Après vérification de l’âge, Meta devra bloquer les enfants de moins de 13 ans de la plateforme, supprimer les comptes et données existants et lier tous les comptes des mineurs au compte de leurs parents. Concernant la lutte contre l’exploitation, les adultes qui n’ont pas de relation directe avec un mineur ne peuvent pas envoyer de messages à ce mineur. Meta ne sera pas non plus autorisé à promouvoir les comptes de mineurs auprès d’utilisateurs adultes, et les adultes reconnus coupables d’exploitation sexuelle d’enfants seront soumis à une interdiction permanente et ne pourront pas créer de nouveaux comptes avec le même appareil, la même adresse IP ou le même numéro de téléphone.
Le chiffrement de bout en bout est obsolète pour les utilisateurs de moins de 18 ans. Des algorithmes de recommandation pour les mineurs seraient nécessaires pour optimiser ce que l’État appelle « l’honnêteté » plutôt que l’engagement. L’État appelle également à l’interdiction du défilement infini, de la lecture automatique et des notifications push pendant les heures d’école et de sommeil, ainsi qu’à une limite stricte de 90 heures d’accès mensuel à la plateforme pour les utilisateurs mineurs.

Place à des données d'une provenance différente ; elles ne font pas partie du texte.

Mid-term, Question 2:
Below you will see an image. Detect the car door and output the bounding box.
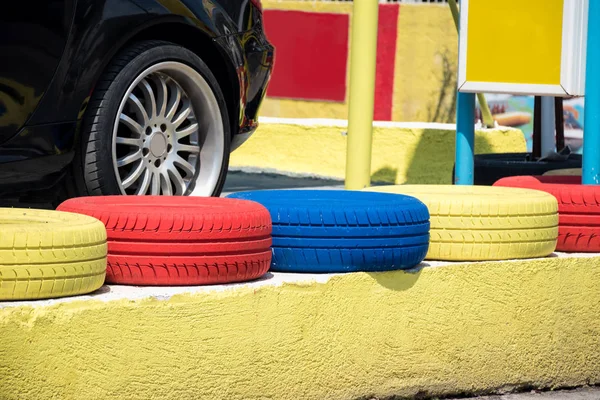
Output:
[0,0,77,143]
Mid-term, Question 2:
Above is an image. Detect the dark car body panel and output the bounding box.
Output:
[0,0,273,194]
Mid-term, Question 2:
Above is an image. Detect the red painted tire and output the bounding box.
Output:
[58,196,271,286]
[494,176,600,253]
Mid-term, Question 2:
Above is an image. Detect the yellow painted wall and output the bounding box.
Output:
[260,0,458,122]
[0,257,600,400]
[392,4,458,122]
[230,123,526,184]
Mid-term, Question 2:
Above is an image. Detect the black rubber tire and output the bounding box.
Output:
[452,153,581,186]
[63,40,231,201]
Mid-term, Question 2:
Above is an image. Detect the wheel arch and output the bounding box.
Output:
[113,21,240,137]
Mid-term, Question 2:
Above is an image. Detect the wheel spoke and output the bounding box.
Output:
[117,150,142,168]
[169,168,186,196]
[166,83,181,121]
[175,123,198,140]
[150,172,160,196]
[176,144,200,154]
[135,168,152,195]
[139,79,156,118]
[154,74,168,116]
[173,155,195,177]
[127,93,149,125]
[160,172,173,196]
[173,98,192,128]
[123,160,146,189]
[115,136,142,147]
[119,113,144,136]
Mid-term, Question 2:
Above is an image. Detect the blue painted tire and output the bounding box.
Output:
[227,190,429,272]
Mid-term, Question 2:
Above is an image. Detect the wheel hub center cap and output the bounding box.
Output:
[150,133,167,157]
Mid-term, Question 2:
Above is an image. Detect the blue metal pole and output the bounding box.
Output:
[450,3,475,185]
[454,92,475,185]
[581,0,600,185]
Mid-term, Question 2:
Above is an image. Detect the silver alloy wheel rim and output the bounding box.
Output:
[112,61,225,196]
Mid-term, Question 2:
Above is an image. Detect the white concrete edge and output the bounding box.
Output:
[0,253,600,309]
[258,117,514,131]
[228,165,344,182]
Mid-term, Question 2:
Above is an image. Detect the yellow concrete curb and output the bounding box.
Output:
[0,255,600,400]
[230,118,526,184]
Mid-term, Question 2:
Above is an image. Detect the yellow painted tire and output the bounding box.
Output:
[367,185,558,261]
[0,208,107,300]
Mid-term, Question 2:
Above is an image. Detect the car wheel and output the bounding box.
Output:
[76,41,231,196]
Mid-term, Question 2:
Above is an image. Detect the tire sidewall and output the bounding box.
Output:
[82,42,231,196]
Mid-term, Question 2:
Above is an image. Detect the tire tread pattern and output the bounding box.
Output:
[494,175,600,252]
[0,209,107,300]
[59,196,272,285]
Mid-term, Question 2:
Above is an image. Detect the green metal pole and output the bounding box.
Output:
[345,0,379,190]
[448,0,494,128]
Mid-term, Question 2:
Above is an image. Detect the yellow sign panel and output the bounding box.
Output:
[459,0,588,96]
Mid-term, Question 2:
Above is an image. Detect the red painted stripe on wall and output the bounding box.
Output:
[263,10,350,102]
[374,4,400,121]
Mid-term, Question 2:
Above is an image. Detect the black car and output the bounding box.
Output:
[0,0,274,203]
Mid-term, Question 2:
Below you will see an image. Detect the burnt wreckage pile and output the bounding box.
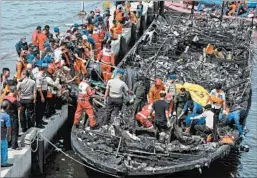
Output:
[72,14,251,175]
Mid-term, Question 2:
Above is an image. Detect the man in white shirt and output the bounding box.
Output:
[105,69,133,124]
[191,104,215,138]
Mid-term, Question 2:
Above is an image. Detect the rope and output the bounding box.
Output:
[38,133,120,177]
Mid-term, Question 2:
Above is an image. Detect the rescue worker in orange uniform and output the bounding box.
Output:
[113,7,124,23]
[136,104,153,129]
[148,78,165,104]
[97,43,115,82]
[165,74,176,115]
[32,26,41,47]
[37,30,47,57]
[16,51,28,81]
[206,83,226,142]
[110,20,122,40]
[82,35,93,59]
[74,75,96,128]
[74,43,87,84]
[128,11,137,24]
[92,28,102,56]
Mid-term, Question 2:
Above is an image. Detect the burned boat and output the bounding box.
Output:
[71,12,252,177]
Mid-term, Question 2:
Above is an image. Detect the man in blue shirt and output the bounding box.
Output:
[178,100,205,132]
[226,109,246,136]
[0,101,13,167]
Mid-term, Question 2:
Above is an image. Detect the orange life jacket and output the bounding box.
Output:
[16,60,28,80]
[97,48,115,66]
[114,9,123,22]
[148,85,165,104]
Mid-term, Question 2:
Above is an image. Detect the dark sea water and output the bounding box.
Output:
[0,1,257,178]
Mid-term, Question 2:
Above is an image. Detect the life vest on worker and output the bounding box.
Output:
[47,60,56,75]
[115,23,122,34]
[209,89,225,106]
[82,42,92,59]
[78,81,95,100]
[148,85,165,104]
[114,9,124,22]
[16,59,28,80]
[92,29,102,56]
[97,48,115,66]
[129,12,137,24]
[136,104,153,128]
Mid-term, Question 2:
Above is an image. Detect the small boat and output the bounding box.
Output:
[165,0,257,24]
[71,6,252,177]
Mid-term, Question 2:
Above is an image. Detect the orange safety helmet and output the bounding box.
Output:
[155,78,162,86]
[95,9,100,13]
[20,50,28,57]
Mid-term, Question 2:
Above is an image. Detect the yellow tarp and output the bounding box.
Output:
[176,83,209,106]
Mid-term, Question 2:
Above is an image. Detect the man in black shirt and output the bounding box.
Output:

Enfin, l’État demande le rétablissement des comptes secrets sur la plateforme Meta et le rétablissement d’un contrôleur de la sécurité des enfants nommé par le tribunal, entièrement financé par Meta, qui surveillera la conformité pendant au moins cinq ans. Le superviseur aura le pouvoir d’enquêter sur les systèmes internes de Meta, de recevoir des rapports confidentiels des employés de Meta et de publier des rapports publics périodiques.
défense de la méta
Un porte-parole de Meta a contesté à la fois la portée de la demande et la stratégie derrière le procès à venir : « La concentration du procureur général du Nouveau-Mexique sur une plate-forme unique est une stratégie malavisée qui ignore les centaines d’autres applications que les adolescents utilisent quotidiennement. pour, dont 13 l’année dernière.
Mehta a cherché à retarder ou à arrêter complètement l’affaire, invoquant l’immunité prévue par l’article 230 et un nouvel ajournement, mais les tribunaux ont rejeté ses demandes à chaque fois.
Plus de 40 procureurs généraux d’État ont intenté des poursuites contre la méthamphétamine pour des raisons de sécurité des enfants. La loi sur la protection de la vie privée en ligne des enfants a été adoptée en 1998 et n’a pas été mise à jour de manière significative, malgré la promesse de la FTC d’une nouvelle COPPA 2.0 révisée. Les lois fédérales concernant la responsabilité des plateformes pour les mineurs, la vérification de l’âge et les algorithmes addictifs sont au point mort à plusieurs reprises.